Si mettono in viaggio sulla macchina dell'agente Kappa Zero, che è una Jaguar travestita da Porsche in incognito.

Strada facendo, per non trascurare il lato culturale, visitano il castello di Francesca da Rimini, la Chiesa di Polenta e l'Esposizione delle calzature di Bologna. E proprio a Bologna, sotto i portici, Eliso si ferma incantato davanti a una vetrina. Kappa Zero, sospettosissimo, cerca di carpirgli il segreto di quell'incantamento. Guarda nel negozio e vede una commessa bruna, alta centosettantadue centimetri senza tacchi, con gli occhi di velluto verde, un sorriso così gentile che soltanto a guardarlo si sentono suonare le campane.

— Bella, — dice Kappa Zero, — proprio bella.

— Vero? — aggiunge Eliso. — Sposo quella lì. O nessun'altra. Ho detto.

Succedono altre domande e risposte e finalmente Kappa Zero capisce che Eliso non si è innamorato della bellissima commessa, ma di una lavatrice esposta in vetrina. Un miracolo della tecnica elettrodomestica. La perfezione disegnata da un grande artista. La Miss Universo delle lavatrici.
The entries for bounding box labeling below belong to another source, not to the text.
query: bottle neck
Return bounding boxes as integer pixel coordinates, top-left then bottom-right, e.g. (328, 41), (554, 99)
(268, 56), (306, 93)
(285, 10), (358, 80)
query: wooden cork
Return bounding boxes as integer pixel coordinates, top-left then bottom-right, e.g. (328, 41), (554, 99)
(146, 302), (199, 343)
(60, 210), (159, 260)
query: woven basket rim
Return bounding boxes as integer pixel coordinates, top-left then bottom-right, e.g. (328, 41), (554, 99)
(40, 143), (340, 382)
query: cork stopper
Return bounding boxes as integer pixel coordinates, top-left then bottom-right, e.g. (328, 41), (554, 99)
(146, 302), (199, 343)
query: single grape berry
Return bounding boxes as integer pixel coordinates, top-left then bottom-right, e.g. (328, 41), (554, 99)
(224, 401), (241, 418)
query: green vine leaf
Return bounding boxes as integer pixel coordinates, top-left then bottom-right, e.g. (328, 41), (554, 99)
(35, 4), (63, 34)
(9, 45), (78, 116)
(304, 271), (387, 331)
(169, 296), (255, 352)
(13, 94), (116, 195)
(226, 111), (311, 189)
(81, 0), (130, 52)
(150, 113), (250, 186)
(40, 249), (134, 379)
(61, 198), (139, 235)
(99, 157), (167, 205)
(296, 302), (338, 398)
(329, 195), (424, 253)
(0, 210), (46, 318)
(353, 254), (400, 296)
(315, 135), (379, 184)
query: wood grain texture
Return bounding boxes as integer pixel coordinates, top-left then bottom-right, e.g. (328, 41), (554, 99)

Eliso non si muove dalla vetrina, non vuole più fare un passo. L'agente Kappa Zero è costretto a far uso della sua radio ricetrasmittente che tiene in bocca, incorporata in un dente falso. Con quella avverte il commendator Mambretti e un'ora dopo eccoli lì, il commendator Mambretti e la signora Osvaldina. Lui non è del tutto felice di quel progetto matrimoniale, ma la signora è ai sette cieli. — Ma pensa! Avere una lavatrice per nuora! Sarò la prima in tutta la provincia di Modena. E poi sarà tanto comodo, per il bucato.

Insomma, chiedono la mano della lavatrice. Lei non dice di no; chi tace acconsente. Eliso la sposa e vivono felici e contenti. Di Micia non si hanno più notizie. Ma noi sappiamo che essa è diventata un triciclo e vive pacificamente a Busto Garolfo, vicino a Busto Arsizio.